Reaching the padlocked gate, she tried both the keys, but neither of them fitted.

Apparently amused, Sallie Jo said, “Then I guess we’re climbing this here fence.” Waiting for a passing car to disappear in the direction of the woodcraft and Academies, she slotted a foot into the chain-link, swung a leg over the sagging top, and dropped nimbly down to the other side.

Handing Daisy over, Justine followed suit, wondering if anyone could see them from the neighboring houses. Though both were a good twenty or thirty yards away, the change of season was offering brief glimpses through the trees of glinting windowpanes and red-brick chimneys.

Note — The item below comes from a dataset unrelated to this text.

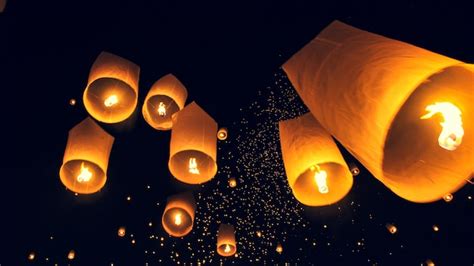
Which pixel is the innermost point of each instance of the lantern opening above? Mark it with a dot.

However, she felt confident that their unconventional entrance had most likely gone undetected.

Following Sallie Jo and Daisy along the cracked and uneven footpath, she caught herself thinking of Cheryl and how exciting she’d have found this peculiar adventure. Abby would have loved it too, and Chantal. Probably her mother would have liked to be here, but from their brief chat on the phone this morning she knew that much as Camilla might wish it otherwise, there was no real chance of her getting away until just before Christmas.

“I’d like to come then, if I may,” Camilla had added, managing to sound uncharacteristically humble, for her. She was worried, Justine realized, about how harshly she was being judged over the treatment of her brother. However, it hadn’t been the time to discuss it, with Camilla on location and cameras likely to roll at any second. So, deciding to put her mother’s mind at rest, at least for the time being, Justine said, “Of course, we’d love that,” and she’d meant it. “Will you fly out with Rob and Maggie?”